What is Chebyshev’s Inequality?
Chebyshev’s Inequality is a formula in probability theory that relates to the distribution of numbers in a set. The formula was originally developed by Chebyschev’s friend, Irénée-Jules Bienaymé. In layman’s terms, the formula helps determine the number of values that reside in and outside the standard deviation. The standard deviation is a statistically determined number that tells how far away values tend to be from the average of the set. Roughly two-thirds of the values should fall within one standard deviation up or down from the mean.

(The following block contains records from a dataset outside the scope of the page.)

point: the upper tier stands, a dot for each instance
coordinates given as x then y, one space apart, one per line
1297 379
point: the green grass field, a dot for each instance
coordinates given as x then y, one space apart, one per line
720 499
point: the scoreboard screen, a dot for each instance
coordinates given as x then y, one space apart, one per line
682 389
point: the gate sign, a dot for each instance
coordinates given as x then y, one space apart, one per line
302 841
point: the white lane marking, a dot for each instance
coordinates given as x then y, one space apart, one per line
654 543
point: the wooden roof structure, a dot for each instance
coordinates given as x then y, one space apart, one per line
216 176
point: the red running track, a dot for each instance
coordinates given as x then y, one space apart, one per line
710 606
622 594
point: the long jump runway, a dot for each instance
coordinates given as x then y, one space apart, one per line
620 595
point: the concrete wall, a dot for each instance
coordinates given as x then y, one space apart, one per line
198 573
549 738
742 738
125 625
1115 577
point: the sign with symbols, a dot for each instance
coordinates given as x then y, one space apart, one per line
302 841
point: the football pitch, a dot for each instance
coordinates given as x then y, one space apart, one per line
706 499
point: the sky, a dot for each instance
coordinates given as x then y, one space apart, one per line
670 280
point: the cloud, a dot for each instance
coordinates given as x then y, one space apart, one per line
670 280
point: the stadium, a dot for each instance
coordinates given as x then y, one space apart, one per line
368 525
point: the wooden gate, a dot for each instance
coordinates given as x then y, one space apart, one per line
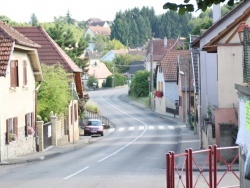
47 137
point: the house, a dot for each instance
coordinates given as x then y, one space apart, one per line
134 67
159 47
185 82
99 71
109 57
221 67
166 93
50 53
20 69
93 31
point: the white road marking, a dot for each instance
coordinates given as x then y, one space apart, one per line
117 151
141 127
131 128
161 127
111 130
70 176
171 127
121 129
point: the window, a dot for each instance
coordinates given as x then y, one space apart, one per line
11 130
29 124
25 80
180 101
14 82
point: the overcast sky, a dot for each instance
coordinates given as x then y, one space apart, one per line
46 10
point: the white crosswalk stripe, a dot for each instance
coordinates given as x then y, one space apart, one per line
160 127
131 128
141 127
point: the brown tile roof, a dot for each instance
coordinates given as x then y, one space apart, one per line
159 50
49 53
98 30
169 63
8 37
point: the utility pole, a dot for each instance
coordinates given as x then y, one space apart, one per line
151 72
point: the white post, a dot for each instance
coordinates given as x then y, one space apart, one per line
185 76
72 113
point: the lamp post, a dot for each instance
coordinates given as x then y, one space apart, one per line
183 74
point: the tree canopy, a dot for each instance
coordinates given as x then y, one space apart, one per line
201 5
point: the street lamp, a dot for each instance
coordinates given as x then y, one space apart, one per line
183 74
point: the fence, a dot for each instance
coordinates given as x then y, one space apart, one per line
200 169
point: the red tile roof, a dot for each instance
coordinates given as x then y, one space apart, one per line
159 50
49 53
8 38
98 30
169 63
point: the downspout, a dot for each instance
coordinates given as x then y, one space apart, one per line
36 135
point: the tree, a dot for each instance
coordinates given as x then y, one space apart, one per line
201 4
139 85
54 93
34 20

Chebyshev’s Inequality Definition
Chebyschev’s Inequality formula is able to prove with little provided information the probability of outliers existing at a certain interval. Given X is a random variable, A stands for the mean of the set, K is the number of standard deviations, and Y is the value of the standard deviation, the formula reads as follows: Pr(|X-A|=>KY)<=1/K2, The absolute value of the difference of X minus A is greater than or equal to the K times Y has the probability of less than or equal to one divided by K squared. You can learn how to calculate Chebyshev’s Inequality here.
Chebyshev’s Theorem Uses
The formula was used with calculus to develop the weak version of the law of large numbers. This law states that as a sample set increases in size, the closer it should be to its theoretical mean. A common example is that when rolling a six-sided die, the probable average is 3.5. A sample size of 5 rolls may result in drastically different results. If you roll the die 20 times, the average should begin approaching 3.5. As you add more and more rolls, the average should continue to near 3.5 until reaching it or becoming so close to 3.5 that they are essentially equal.

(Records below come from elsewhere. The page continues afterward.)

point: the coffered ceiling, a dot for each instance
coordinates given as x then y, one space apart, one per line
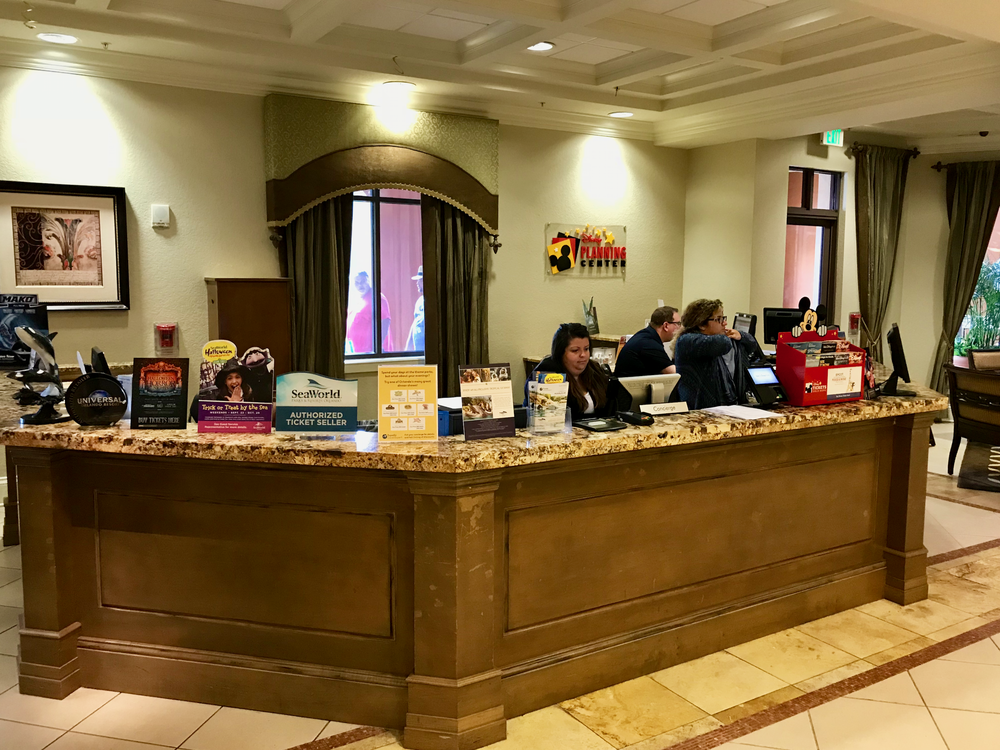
692 72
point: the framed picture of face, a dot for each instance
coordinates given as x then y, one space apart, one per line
66 243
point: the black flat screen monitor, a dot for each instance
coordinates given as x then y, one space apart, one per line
745 323
899 369
779 319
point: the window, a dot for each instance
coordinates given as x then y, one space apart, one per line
386 276
980 328
810 237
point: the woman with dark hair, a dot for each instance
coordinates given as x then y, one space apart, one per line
711 358
591 391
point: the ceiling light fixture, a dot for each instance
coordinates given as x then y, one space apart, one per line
58 38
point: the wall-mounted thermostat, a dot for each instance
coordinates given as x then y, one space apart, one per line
161 215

Another application is in finding the probable difference between the mean and median of a set of numbers. Using a one-sided version of Chebyshev’s Inequality theorem, also known as Cantelli’s theorem, you can prove that the absolute value of the difference between the median and the mean will always be less than or equal to the standard deviation. This is handy in determining if a median you derived is statistically possible and plausibly correct.